De modo geral, os recursos estão sujeitos a preparo, ou seja, ao pagamento das despesas processuais correspondentes ao recurso interposto, que compreendem as custas e o porte de remessa e de retorno (art. 1.007).
Para certos recursos, o preparo é dispensado, por exemplo, nos embargos de declaração (art. 1.023, parte final).
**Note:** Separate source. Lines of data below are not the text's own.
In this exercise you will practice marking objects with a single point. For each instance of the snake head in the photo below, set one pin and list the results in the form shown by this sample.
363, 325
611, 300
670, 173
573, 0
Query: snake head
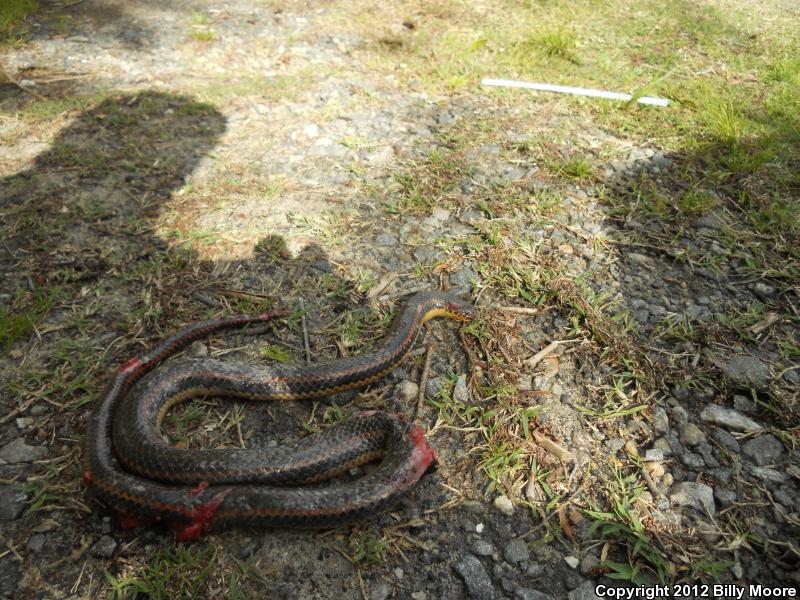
460, 310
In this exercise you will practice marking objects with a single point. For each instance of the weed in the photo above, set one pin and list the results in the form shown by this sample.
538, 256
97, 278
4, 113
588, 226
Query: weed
12, 14
183, 572
21, 317
369, 549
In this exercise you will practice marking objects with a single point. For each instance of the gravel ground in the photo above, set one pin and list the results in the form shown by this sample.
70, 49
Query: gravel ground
264, 162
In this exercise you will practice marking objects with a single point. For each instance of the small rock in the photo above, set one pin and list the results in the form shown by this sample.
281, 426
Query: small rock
9, 576
407, 390
460, 393
770, 476
535, 570
584, 591
743, 403
725, 440
589, 564
694, 495
479, 586
763, 450
530, 594
729, 418
764, 290
692, 435
483, 548
464, 279
385, 239
198, 349
36, 542
23, 422
654, 455
660, 420
104, 547
20, 452
516, 551
639, 259
724, 497
12, 502
433, 386
380, 591
692, 460
504, 505
381, 157
747, 371
425, 254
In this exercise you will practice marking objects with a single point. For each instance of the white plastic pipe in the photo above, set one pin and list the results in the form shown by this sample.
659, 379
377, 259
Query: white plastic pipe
563, 89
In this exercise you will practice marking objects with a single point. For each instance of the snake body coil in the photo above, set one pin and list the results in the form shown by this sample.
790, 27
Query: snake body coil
128, 464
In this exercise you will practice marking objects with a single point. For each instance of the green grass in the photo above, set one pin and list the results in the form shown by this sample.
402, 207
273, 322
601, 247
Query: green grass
12, 14
20, 318
183, 572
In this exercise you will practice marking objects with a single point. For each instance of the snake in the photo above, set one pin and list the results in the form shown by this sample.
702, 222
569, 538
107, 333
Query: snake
129, 466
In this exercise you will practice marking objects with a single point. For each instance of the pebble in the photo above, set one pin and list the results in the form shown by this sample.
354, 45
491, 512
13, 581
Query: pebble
694, 495
729, 418
747, 371
433, 385
725, 440
654, 455
516, 551
585, 591
530, 594
20, 452
198, 349
12, 502
104, 547
460, 392
475, 577
770, 476
660, 420
36, 543
504, 505
724, 496
743, 403
407, 391
380, 591
535, 570
692, 435
589, 564
425, 254
763, 450
483, 548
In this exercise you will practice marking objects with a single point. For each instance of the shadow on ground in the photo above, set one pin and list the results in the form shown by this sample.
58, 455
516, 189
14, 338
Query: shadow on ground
87, 281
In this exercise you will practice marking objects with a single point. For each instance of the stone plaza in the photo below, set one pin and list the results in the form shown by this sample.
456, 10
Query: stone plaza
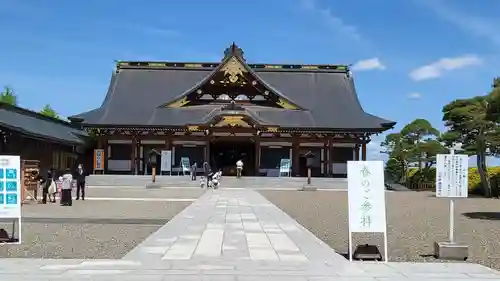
234, 234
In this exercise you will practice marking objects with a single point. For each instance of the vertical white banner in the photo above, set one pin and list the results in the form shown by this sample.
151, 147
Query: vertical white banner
166, 160
366, 193
10, 189
452, 175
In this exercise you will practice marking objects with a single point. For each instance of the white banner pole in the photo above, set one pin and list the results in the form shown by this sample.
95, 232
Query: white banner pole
452, 210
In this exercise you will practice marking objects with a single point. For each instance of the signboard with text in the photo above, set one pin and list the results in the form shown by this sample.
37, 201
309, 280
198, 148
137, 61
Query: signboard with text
99, 160
366, 196
10, 187
285, 166
166, 160
452, 175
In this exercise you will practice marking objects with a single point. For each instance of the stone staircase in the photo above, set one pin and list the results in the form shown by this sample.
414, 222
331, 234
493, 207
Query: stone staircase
226, 182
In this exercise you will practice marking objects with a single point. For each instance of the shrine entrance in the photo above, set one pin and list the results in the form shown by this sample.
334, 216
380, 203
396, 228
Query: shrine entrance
225, 154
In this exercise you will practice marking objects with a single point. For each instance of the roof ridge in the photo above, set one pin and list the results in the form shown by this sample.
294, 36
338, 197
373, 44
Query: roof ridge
35, 114
213, 65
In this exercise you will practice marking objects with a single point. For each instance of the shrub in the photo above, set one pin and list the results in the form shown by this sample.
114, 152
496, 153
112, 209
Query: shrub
475, 180
416, 176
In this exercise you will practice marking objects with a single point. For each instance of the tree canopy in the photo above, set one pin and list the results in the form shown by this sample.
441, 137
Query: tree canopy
48, 111
8, 96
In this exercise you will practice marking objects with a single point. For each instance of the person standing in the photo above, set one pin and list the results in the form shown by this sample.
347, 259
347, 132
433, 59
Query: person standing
80, 182
239, 168
193, 171
46, 185
66, 199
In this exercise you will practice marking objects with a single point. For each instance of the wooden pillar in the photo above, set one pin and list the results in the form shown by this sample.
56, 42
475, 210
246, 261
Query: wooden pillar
329, 156
295, 156
363, 151
206, 157
257, 155
325, 158
133, 157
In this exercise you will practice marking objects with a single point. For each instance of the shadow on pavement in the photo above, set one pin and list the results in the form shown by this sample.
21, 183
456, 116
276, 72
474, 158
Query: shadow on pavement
89, 221
483, 215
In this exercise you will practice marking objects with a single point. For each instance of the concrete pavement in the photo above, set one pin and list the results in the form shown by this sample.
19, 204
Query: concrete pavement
235, 235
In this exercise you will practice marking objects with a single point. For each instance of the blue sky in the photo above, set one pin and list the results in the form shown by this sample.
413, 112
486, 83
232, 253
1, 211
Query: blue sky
410, 57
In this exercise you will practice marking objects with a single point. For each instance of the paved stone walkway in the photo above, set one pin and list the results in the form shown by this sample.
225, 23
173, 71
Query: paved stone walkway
235, 235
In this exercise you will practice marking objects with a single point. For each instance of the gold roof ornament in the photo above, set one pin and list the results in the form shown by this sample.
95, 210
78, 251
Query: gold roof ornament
179, 103
233, 69
232, 121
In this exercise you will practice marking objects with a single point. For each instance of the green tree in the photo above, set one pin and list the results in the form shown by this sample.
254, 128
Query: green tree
48, 111
8, 96
469, 124
398, 151
419, 135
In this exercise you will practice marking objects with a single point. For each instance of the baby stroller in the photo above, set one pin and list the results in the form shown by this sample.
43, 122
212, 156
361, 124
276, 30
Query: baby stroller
210, 179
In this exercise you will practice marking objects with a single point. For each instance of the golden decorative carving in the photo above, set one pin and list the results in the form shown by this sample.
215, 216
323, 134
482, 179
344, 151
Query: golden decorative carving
233, 68
285, 104
179, 103
232, 121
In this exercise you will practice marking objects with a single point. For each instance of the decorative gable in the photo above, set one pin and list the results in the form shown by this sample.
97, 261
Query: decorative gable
233, 80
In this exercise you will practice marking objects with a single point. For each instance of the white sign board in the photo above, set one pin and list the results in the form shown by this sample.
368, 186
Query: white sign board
166, 160
10, 187
452, 175
366, 196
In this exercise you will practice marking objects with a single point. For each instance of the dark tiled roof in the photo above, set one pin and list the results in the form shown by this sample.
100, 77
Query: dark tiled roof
34, 124
328, 97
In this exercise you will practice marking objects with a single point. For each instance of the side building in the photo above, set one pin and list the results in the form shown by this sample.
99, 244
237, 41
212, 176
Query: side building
222, 112
54, 143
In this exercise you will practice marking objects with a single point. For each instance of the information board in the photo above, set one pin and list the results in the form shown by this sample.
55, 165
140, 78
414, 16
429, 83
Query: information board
99, 159
366, 196
10, 187
452, 175
285, 166
166, 160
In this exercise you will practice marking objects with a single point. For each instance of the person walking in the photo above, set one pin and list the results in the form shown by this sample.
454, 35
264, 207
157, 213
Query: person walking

Também são dispensados de preparo os recursos interpostos pelo Ministério Público, pela União, pelo Distrito Federal, pelos Estados, pelos Municípios, e respectivas autarquias, e pelos que gozam de isenção legal (art. 1.007, § 1º), como os beneficiários da gratuidade judiciária e o curador especial de réu revel a que se refere o art. 72, II.[1]
Especificamente em relação ao porte de remessa e de retorno, há dispensa de seu recolhimento nos processos em autos eletrônicos (art. 1.007, § 3º). Essa disposição somente tem aplicabilidade quando todo o processo tramitar em meio digital. Se o processo for físico, mas o recurso puder ser transmitido pela via eletrônica, deve-se observar a legislação local referente ao pagamento das despesas processuais ou o regimento interno do tribunal para o qual será remetido o recurso.
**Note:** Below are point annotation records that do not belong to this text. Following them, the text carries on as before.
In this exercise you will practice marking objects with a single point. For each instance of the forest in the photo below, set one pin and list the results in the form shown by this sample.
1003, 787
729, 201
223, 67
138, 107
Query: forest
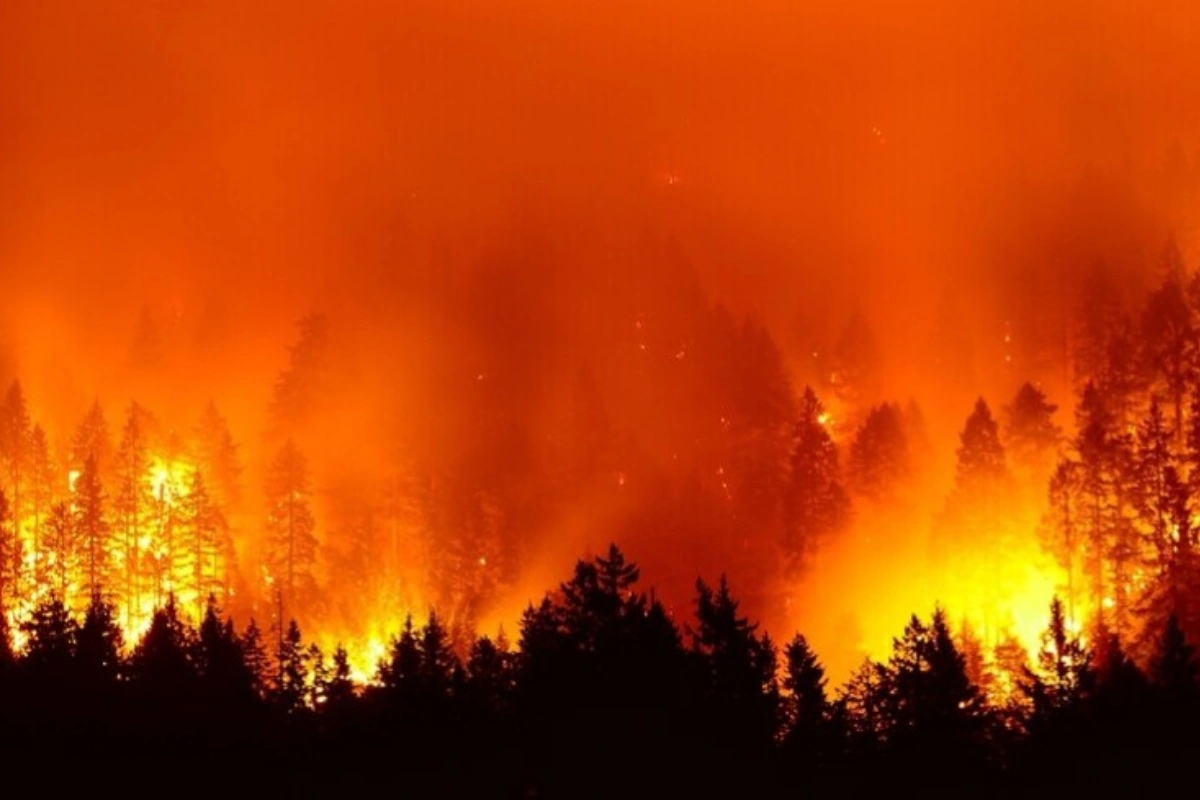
599, 400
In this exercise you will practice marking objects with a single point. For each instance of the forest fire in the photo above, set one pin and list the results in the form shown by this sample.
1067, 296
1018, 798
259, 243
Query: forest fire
805, 386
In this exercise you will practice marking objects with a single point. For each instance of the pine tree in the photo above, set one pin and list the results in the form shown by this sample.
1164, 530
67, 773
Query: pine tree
855, 377
400, 669
1175, 668
10, 560
220, 657
1063, 677
1169, 337
91, 440
340, 687
255, 656
202, 542
292, 677
91, 530
1061, 529
51, 636
739, 668
291, 527
816, 505
162, 660
133, 505
809, 737
928, 701
100, 643
41, 497
304, 383
63, 551
16, 446
880, 459
1031, 435
220, 461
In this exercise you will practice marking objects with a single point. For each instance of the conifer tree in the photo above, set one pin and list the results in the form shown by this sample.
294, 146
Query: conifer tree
100, 643
93, 531
16, 446
291, 527
816, 505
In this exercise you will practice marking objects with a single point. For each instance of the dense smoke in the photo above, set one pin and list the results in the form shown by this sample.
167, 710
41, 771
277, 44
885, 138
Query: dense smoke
577, 260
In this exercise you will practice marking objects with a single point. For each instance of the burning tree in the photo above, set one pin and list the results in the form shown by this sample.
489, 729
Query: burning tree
816, 505
93, 531
291, 528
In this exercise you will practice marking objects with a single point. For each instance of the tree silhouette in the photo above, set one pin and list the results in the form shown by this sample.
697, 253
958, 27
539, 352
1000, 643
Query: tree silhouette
816, 505
291, 527
99, 643
880, 461
91, 530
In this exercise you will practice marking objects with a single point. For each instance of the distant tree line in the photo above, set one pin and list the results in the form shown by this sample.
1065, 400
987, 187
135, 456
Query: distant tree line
603, 696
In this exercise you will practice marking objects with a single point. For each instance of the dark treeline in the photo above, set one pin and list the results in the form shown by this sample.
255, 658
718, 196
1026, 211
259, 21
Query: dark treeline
604, 696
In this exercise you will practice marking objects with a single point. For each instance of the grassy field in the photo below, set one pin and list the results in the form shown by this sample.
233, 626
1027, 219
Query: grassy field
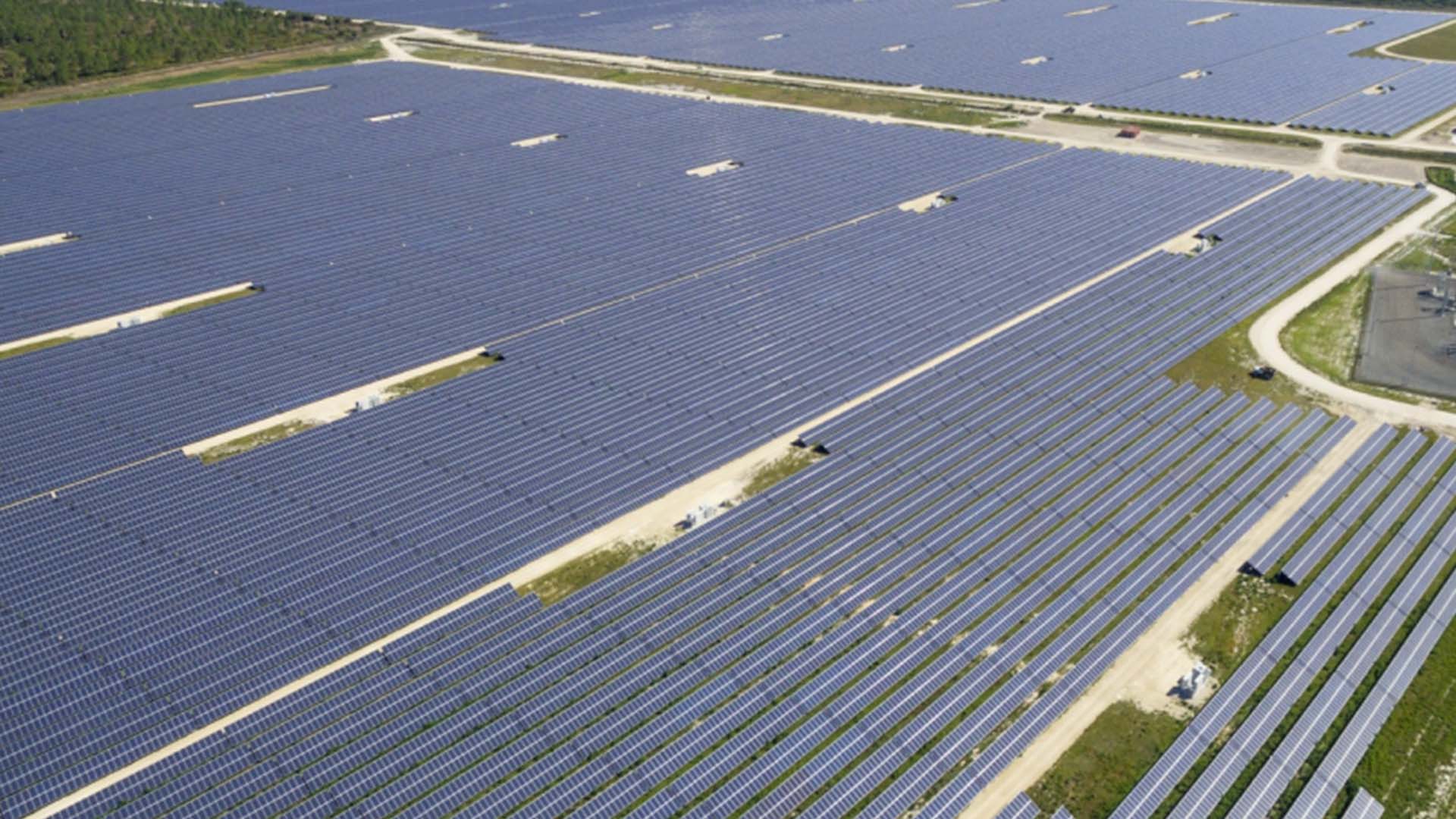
240, 69
929, 111
438, 375
1237, 621
778, 471
1104, 764
1442, 177
1439, 44
1225, 363
587, 569
1174, 127
248, 444
1327, 335
1411, 764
Quando exigido pela legislação pertinente, o preparo, inclusive porte de remessa e de retorno, deve ser comprovado no ato de interposição do recurso. Trata-se da regra do preparo imediato, que encontra respaldo na jurisprudência do STJ.[2] Caso o recorrente não o faça, será intimado para recolher o dobro do valor (art. 1.007, § 4º), sob pena de deserção. Nessa hipótese, se depois de intimado, o recorrente não tiver providenciado o pagamento integral do dobro do valor do preparo, não será possível posterior complementação (art. 1.007, § 5º).[3]
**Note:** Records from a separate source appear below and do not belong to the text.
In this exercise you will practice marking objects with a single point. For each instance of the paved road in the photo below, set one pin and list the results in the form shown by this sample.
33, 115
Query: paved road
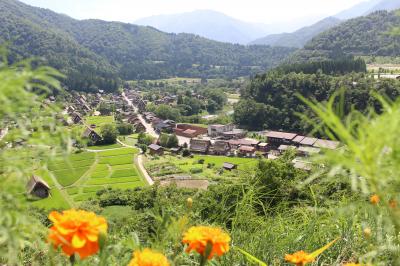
149, 128
139, 163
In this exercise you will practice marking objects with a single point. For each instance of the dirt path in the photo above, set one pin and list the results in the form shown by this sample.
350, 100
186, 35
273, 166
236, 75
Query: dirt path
62, 190
139, 164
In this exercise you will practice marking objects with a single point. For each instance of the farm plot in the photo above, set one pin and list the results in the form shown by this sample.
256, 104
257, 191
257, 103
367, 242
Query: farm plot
99, 120
199, 167
115, 169
68, 170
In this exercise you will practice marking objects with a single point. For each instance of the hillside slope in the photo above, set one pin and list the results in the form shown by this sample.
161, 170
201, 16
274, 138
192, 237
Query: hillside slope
209, 24
356, 37
300, 37
115, 50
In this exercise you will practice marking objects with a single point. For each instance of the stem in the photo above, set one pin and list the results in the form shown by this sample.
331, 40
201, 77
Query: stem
72, 259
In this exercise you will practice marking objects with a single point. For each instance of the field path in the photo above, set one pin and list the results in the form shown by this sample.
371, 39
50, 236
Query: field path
62, 190
139, 164
138, 161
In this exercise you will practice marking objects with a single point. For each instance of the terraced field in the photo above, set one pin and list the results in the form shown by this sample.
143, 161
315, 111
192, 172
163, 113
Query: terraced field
80, 176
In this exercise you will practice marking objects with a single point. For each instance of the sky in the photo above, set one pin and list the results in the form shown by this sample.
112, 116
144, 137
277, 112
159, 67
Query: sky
260, 11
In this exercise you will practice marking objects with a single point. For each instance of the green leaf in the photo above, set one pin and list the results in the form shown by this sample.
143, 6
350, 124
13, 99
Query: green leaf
250, 257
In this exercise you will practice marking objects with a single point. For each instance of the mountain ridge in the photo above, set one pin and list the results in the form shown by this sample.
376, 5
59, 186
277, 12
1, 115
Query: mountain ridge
299, 37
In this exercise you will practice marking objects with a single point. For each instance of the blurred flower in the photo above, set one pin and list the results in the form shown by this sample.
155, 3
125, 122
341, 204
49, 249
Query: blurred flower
367, 232
147, 257
374, 199
299, 258
393, 203
189, 202
76, 231
199, 238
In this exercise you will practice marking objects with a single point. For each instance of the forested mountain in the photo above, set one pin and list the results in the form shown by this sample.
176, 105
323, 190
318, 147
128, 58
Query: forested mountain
271, 101
356, 37
96, 54
209, 24
299, 37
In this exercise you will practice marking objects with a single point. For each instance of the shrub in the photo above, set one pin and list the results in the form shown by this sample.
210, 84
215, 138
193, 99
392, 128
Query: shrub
186, 153
196, 170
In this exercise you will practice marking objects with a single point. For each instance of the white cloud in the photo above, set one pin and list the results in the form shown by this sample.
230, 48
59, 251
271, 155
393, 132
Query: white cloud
266, 11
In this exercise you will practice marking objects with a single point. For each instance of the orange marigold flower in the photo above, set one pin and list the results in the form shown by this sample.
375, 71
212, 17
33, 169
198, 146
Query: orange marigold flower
197, 238
299, 258
393, 203
76, 231
374, 199
148, 257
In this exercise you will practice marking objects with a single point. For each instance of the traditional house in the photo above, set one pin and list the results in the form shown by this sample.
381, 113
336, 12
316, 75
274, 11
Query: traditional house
234, 134
199, 146
139, 127
165, 126
92, 135
38, 187
156, 150
276, 138
263, 147
308, 151
76, 118
220, 148
307, 141
229, 166
326, 144
284, 148
189, 131
247, 151
218, 130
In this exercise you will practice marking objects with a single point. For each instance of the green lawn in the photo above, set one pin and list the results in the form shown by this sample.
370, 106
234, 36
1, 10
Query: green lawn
210, 169
105, 147
55, 201
85, 173
99, 120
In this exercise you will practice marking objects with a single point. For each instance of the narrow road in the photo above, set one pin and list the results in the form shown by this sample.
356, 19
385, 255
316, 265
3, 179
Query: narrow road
139, 164
149, 128
138, 161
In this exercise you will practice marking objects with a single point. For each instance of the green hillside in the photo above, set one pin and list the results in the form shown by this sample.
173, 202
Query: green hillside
96, 54
360, 36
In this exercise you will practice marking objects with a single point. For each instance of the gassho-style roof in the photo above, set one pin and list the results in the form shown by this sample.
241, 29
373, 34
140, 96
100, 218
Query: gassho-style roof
326, 144
280, 135
229, 166
247, 149
308, 141
155, 147
35, 180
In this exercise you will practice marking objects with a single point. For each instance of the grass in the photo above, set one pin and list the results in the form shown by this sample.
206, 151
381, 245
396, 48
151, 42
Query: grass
73, 190
107, 168
99, 120
55, 201
124, 173
105, 147
115, 180
117, 152
117, 212
117, 160
210, 169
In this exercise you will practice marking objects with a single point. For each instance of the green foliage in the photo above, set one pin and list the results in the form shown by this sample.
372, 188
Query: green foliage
96, 54
270, 102
337, 67
365, 35
109, 133
125, 129
145, 139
A pena de deserção só pode ser aplicada após ser dado conhecimento à parte de que o preparo foi recolhido a menor, em desacordo com a tabela de custas do Estado. Ou seja, “em consonância com o princípio da cooperação processual, é indispensável ao reconhecimento da deserção que o juiz intime a parte para regularizar o preparo – especificando qual o equívoco deverá ser sanado” (STJ, REsp 1.818.661/PE, Rel. Min. Marco Aurélio Bellizze, 3ª Turma, j. 23.05.2023).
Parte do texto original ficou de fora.